WASHINGTON — The U.S.
Sentencing Commission voted unanimously Tuesday to allow some 19,500
federal prison inmates, most of them black, to seek reductions in their
crack cocaine sentences.
The commission, which sets
guidelines for federal prison sentences, decided to make retroactive
its recent easing of recommended sentences for crack offenses.
Roughly 3,800 inmates could be eligible for release from prison within
a year after the March 3 effective date of Tuesday’s decision. Federal
judges will have the final say whether to reduce sentences.
The commissioners said the delay would give judges and prison officials
time to deal with public safety and other issues.
U.S. District Judge William Sessions of Vermont, a commission member,
said the vote on retroactivity will have the “most dramatic impact on
African American families.” A failure to act “may be taken by some as
particularly unjust,” Sessions said before the vote.

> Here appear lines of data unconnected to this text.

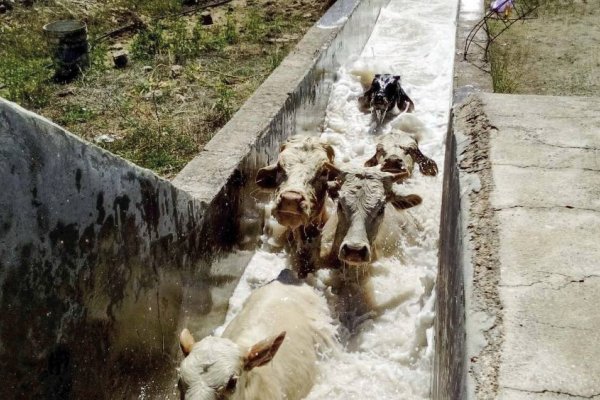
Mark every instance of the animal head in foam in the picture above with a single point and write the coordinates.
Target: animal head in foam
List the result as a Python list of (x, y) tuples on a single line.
[(385, 93), (362, 199), (300, 176), (213, 366)]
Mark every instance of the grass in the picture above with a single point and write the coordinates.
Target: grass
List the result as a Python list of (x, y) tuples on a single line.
[(184, 80), (553, 54)]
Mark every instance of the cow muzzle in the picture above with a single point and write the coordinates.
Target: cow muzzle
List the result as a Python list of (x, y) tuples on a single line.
[(292, 209), (355, 253), (380, 102)]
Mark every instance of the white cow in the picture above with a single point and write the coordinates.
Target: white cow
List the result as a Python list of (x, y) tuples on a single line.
[(398, 151), (286, 325), (300, 180)]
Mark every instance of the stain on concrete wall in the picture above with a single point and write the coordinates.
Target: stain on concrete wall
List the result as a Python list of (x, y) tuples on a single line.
[(100, 260), (95, 254)]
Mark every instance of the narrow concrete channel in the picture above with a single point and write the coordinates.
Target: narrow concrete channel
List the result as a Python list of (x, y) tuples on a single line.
[(113, 265), (389, 356)]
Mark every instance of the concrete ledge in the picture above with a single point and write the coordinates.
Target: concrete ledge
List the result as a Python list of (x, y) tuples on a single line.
[(530, 193)]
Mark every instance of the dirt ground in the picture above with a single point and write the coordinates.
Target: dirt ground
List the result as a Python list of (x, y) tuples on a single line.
[(558, 53), (183, 81)]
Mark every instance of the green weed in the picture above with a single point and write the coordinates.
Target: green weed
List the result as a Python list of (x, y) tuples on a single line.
[(75, 114), (163, 150), (148, 43)]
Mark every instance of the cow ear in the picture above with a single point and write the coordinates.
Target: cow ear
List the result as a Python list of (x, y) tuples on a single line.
[(330, 152), (266, 177), (379, 152), (186, 341), (390, 179), (333, 189), (404, 202), (395, 165), (371, 162), (263, 352)]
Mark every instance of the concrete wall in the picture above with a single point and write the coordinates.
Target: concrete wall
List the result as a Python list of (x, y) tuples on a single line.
[(94, 257), (451, 363), (101, 262)]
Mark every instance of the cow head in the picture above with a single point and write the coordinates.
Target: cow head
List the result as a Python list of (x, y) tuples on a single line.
[(215, 368), (384, 89), (392, 158), (300, 176), (362, 198)]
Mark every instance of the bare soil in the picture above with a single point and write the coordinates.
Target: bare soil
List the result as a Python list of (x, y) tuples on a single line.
[(556, 54), (164, 106)]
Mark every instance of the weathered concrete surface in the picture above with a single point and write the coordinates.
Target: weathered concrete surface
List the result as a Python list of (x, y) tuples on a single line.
[(96, 256), (449, 369), (101, 261), (293, 99), (530, 185)]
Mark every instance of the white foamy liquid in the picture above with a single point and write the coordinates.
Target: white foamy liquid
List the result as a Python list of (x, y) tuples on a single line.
[(390, 357)]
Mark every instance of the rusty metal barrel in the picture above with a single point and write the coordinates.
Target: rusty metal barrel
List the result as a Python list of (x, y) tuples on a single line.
[(69, 47)]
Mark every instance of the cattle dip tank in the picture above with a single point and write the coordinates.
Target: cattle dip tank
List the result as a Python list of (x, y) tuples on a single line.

The seven-member commission took note of objections raised by the Bush
administration, but said there is no basis to treat convicts sentenced
before the guidelines were changed differently from those sentenced
after the change.
Inmate family representatives and other advocates of retroactive easing
had said a Supreme Court decision on Monday could only improve chances
the commission would address the long-criticized disparity in sentences
for crack and powder cocaine offenses. Crack is predominantly used by
blacks; powder cocaine, predominantly by whites.
The administration restated its opposition to the easing on Tuesday before the commission voted.
“Our position is clear,” said Attorney General Michael Mukasey at a news conference. “We oppose it.”
The attorney general said the convicted crack offenders were sentenced
under an existing standard and to change that standard retroactively
dismisses any mitigating factors the sentencing judge considered when
deciding how long a prison term to set.
In addition, the release of inmates would cause problems for
communities whose probation and supervisory systems are not ready to
receive crack offenders, he said.
In two decisions Monday, the Supreme Court upheld judges who rejected
federal sentencing guidelines as too harsh and imposed more lenient
prison terms, including one for crack offenses.
In the crack case, Justice Ruth Bader Ginsburg’s majority opinion said
Derrick Kimbrough’s 15-year sentence was acceptable, although
guidelines called for 19 to 22 years.
“In making that determination, the judge may consider the disparity
between the guidelines’ treatment of crack and powder cocaine
offenses,” Ginsburg said.
Kimbrough is black.
So are 86 percent of the 19,500 inmates who might see their prison
terms for crack offenses reduced if the commission approves retroactive
easing. By contrast, just over a quarter of those convicted of powder
cocaine crimes last year were black.
The sentencing commission recently changed the guidelines to reduce the
disparity in prison time for the two crimes. New guidelines took effect
Nov. 1.
Under the commission’s plan, retroactive sentence reductions would not
be automatic. A judge would have to review each inmate to decide
whether a reduction was merited.
“The Kimbrough decision is a tremendous victory for all who believe
that the crack and powder cocaine disparity is unjust,” said Mary
Price, vice president of Families Against Mandatory Minimums.
Kimbrough’s case, though, did not present the ultimate fairness
question. Congress wrote the harsher treatment for crack into a law
that sets a mandatory minimum of five years in prison for trafficking
in 5 grams of crack cocaine or 100 times as much powder cocaine.
Seventy percent of crack defendants get the mandatory minimum.
Kimbrough is among the remaining 30 percent who, under the guidelines,
are supposed to receive even more prison time for trafficking in more
than 5 grams of crack.
Neither the court’s decision nor the commission’s guidelines affect the
minimum sentences, which only Congress can alter.
Calling the court decision a “minor fix,” U.S. District Judge Reggie B.
Walton of Washington said, “The ultimate fix has to be done by
Congress.” Last month, Walton endorsed retroactive easing of the
guidelines on behalf of the Criminal Law Committee of the federal
judiciary.
In previous years, the sentencing commission reduced penalties for
crimes involving marijuana, LSD and OxyContin, which are primarily
committed by whites, and made those decisions retroactive.